Title VII of the Civil Rights Act prohibits harassment in the workplace. The U.S. Equal Employment Opportunity Commission notes that sexual harassment includes offensive conduct based on gender, gender identity or sexual orientation.
Inappropriate comments based on an employee’s pregnancy status may also reflect sexual harassment. A one-time remark may not, however, violate the law. The circumstances could change when a supervisor or coworker repeats the offensive behavior; a hostile work environment may result.
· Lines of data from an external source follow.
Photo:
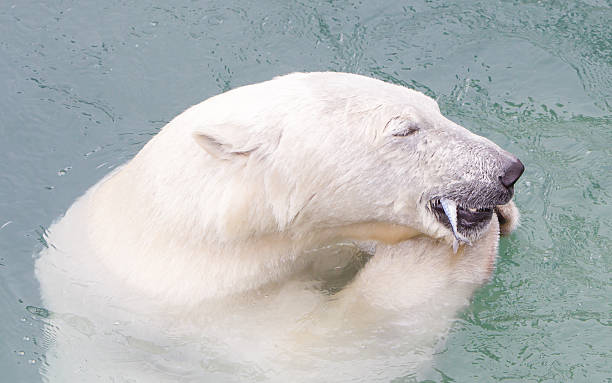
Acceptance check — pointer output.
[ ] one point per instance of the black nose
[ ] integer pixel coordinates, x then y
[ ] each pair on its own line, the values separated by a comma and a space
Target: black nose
513, 173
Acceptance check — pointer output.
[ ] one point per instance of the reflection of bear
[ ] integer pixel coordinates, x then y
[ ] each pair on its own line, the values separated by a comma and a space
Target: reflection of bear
227, 246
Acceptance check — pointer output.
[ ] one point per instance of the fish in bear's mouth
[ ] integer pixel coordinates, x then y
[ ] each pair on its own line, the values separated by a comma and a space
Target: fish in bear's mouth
464, 221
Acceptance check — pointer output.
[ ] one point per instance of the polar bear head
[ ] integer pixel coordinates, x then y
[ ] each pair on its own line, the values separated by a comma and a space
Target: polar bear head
324, 150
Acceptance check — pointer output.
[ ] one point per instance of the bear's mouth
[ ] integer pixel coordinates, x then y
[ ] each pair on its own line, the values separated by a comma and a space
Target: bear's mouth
468, 218
464, 221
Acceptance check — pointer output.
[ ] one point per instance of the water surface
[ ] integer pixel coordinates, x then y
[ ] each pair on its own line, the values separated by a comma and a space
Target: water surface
86, 84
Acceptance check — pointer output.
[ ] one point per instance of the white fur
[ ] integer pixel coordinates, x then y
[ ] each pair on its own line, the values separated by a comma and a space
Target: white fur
236, 213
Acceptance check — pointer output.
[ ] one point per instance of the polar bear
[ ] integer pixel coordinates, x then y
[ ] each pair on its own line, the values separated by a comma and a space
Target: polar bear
310, 211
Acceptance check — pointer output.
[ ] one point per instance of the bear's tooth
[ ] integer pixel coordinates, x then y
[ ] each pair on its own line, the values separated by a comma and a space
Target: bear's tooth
455, 245
450, 209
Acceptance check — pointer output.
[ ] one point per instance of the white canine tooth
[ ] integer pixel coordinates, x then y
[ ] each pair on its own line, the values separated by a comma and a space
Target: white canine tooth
450, 209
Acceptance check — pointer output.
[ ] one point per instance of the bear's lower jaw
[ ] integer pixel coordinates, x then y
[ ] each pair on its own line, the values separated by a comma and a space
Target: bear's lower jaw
469, 221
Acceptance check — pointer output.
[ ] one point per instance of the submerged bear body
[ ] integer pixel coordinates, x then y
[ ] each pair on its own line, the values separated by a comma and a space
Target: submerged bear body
310, 212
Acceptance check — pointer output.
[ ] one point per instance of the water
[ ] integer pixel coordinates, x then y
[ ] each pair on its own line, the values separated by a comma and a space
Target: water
85, 85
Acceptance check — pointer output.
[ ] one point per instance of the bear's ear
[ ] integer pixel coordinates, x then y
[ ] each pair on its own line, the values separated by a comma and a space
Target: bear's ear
223, 146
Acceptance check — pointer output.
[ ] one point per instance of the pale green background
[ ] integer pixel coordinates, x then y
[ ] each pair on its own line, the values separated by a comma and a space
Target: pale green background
83, 85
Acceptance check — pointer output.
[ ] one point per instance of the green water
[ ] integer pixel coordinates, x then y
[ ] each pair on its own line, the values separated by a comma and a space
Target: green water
86, 84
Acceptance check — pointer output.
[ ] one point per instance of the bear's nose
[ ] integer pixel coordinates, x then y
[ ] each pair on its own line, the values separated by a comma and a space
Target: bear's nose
513, 172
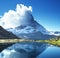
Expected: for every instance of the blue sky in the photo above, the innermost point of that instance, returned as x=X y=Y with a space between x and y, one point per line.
x=46 y=12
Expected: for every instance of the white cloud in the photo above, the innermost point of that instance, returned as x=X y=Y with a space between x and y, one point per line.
x=14 y=18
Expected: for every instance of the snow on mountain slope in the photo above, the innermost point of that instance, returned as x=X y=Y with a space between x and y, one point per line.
x=21 y=23
x=22 y=18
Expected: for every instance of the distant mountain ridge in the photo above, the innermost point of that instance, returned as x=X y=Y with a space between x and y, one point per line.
x=5 y=34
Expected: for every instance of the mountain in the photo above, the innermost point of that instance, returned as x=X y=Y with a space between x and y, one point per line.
x=5 y=34
x=30 y=29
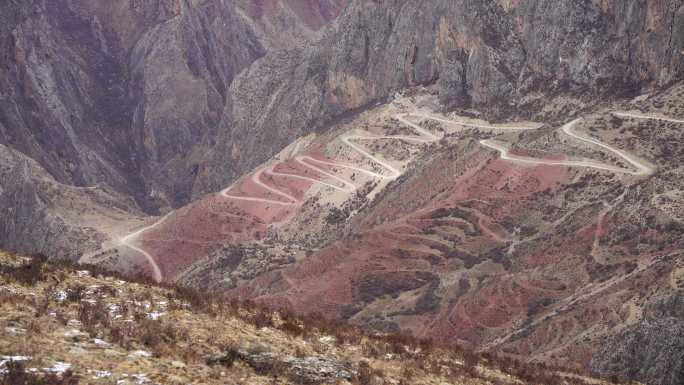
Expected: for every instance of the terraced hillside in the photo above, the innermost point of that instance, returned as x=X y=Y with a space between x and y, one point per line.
x=61 y=325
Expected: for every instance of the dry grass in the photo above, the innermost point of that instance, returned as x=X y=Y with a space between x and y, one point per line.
x=101 y=324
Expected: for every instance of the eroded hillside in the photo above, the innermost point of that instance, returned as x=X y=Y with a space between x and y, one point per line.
x=60 y=325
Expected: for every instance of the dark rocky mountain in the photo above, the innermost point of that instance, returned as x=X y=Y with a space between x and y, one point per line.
x=652 y=350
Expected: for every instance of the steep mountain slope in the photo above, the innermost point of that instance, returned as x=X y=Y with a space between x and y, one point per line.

Toxic and hostile work environments
Offensive comments or unwanted actions could bring about a toxic workplace. When it becomes difficult for a reasonable employee to perform his or her duties, the environment becomes hostile. Employees have a right to file complaints with a supervisor or the company’s human resources department.
Employers owe a duty of care to take the steps needed to stop sexual harassment. If the offensive conduct continues or an employee experiences further abuse, an employer’s lack of action may represent retaliation. Persuading the employee to quit may have reflected the true intent behind the inaction.
Sexual harassment may require a lawsuit for relief
As reported by NBC’s KGET TV 17, several former and current employees of an electric vehicle manufacturer filed lawsuits alleging sexual harassment “from the top of the company down.” Supervisors and coworkers allegedly made inappropriate comments based on pregnancy, sex and gender identity. Employees reported repeated catcalling, propositioning and comparisons to a cow. After communicating the issues to HR, however, the employer did not take corrective action.
Employers must remedy offensive workplace conditions when they learn of harmful and repeated occurrences. Failing to do so may result in legal action. Damages resulting from a lawsuit may include back pay that employees would have received if the work environment had not caused them to quit or experience a wrongful termination.